En la narrativa policial, que alimentaba mucho de lo que la prensa reproducía, los anarquistas fueron la némesis social que pretendía destruir al gobierno y al Estado mismo.

“Darles valentía a tipos indignos; eso es cobardía, mi amor”

Con este contexto histórico, el monolito se vuelve claramente un espacio conflictivo de memoria. Lo interesante a destacar es el momento en el que se decidió construirlo, mediante un decreto municipal fechado el 20 de mayo de 1968 y luego firmado por el intendente de Montevideo, en pleno gobierno de Jorge Pacheco Areco y durante el comienzo de un período represivo inédito en la vida del país.

En ese momento, se decide –según el decreto, a pedido de su familia– reivindicar a un hombre acusado de practicar deliberadamente la tortura. Un hombre al que además, cuando murió, el propio Parlamento se negó a rendirle un homenaje póstumo. En un tiempo en el que la tortura se convertiría en un método habitual en la represión política, se elige erigirle un monolito a uno de los mayores exponentes de esta práctica repulsiva. Así, se confrontan entonces dos narrativas: el recordatorio del héroe policial “caído en acto de servicio” frente a las investigaciones históricas que lo sitúan como un torturador policial.

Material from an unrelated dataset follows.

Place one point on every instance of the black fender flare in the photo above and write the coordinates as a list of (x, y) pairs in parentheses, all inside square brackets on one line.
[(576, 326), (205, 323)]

Tal como analiza Mariana Galvani (Cómo se construye un policía, Siglo XXI Editores, 2016), en las narrativas policiales es habitual esta referencia a los muertos policiales como héroes que deben ser reconocidos, como mártires de la protección social. En el caso de Pardeiro, es discutible que haya caído en acto de servicio, porque fue asesinado cuando se dirigía a almorzar a su casa. Galvani analiza también cómo el Estado capitalista naciente necesitó construir enemigos, y la figura del anarquista destructor extremadamente peligroso y enemigo de la sociedad fue una figura principal en la lista de enemigos públicos. En la narrativa policial, que alimentaba mucho de lo que la prensa reproducía, los anarquistas fueron la némesis social que pretendía destruir al gobierno y al Estado mismo, es decir, los anarquistas se constituyeron, tras un proceso de intensa deshumanización, en los enemigos más temidos –sangrientos, brutales y feroces– y, al mismo tiempo, se presentaba a los policías como paladines de la defensa social. Esto terminó justificando la brutal represión que se abatió sobre ellos, convirtiéndolos –hay que decirlo– en las primeras víctimas no sólo de la tortura policial, sino también de las desapariciones forzadas.

Según Vinciane Despret (Muertos a la obra, Cactus, 2024), los monumentos y los protocolos no son simples actos de memoria, sino principalmente lo que ella denomina “actos de relevo”, actos que pretenden afirmar una continuidad, porque hay muertos que insisten, que tienen el poder de hacer actuar a los vivos, muertos con potencia. Despret entiende estos monumentos y protocolos como parte constitutiva de la cosmopolítica.

De este modo, la cuidadosa protección del monolito a Pardeiro debe entenderse como un acto político pleno, y Pardeiro mismo se vuelve un símbolo del poder represivo y de la arbitrariedad policial. Por eso necesita ser protegido. Este incidente, además, en este tiempo histórico, nos debe permitir formular el interrogante sobre la naturaleza y el funcionamiento de las fuerzas policiales en lo que se pretende un gobierno de carácter progresista. Un monolito como este no tiene lugar en un país que se pretende democrático.

Luigi Celentano es traductor e investigador sobre anarquismo en el Río de la Plata. Fabricio Vomero es licenciado en Psicología, magíster y doctor en Antropología.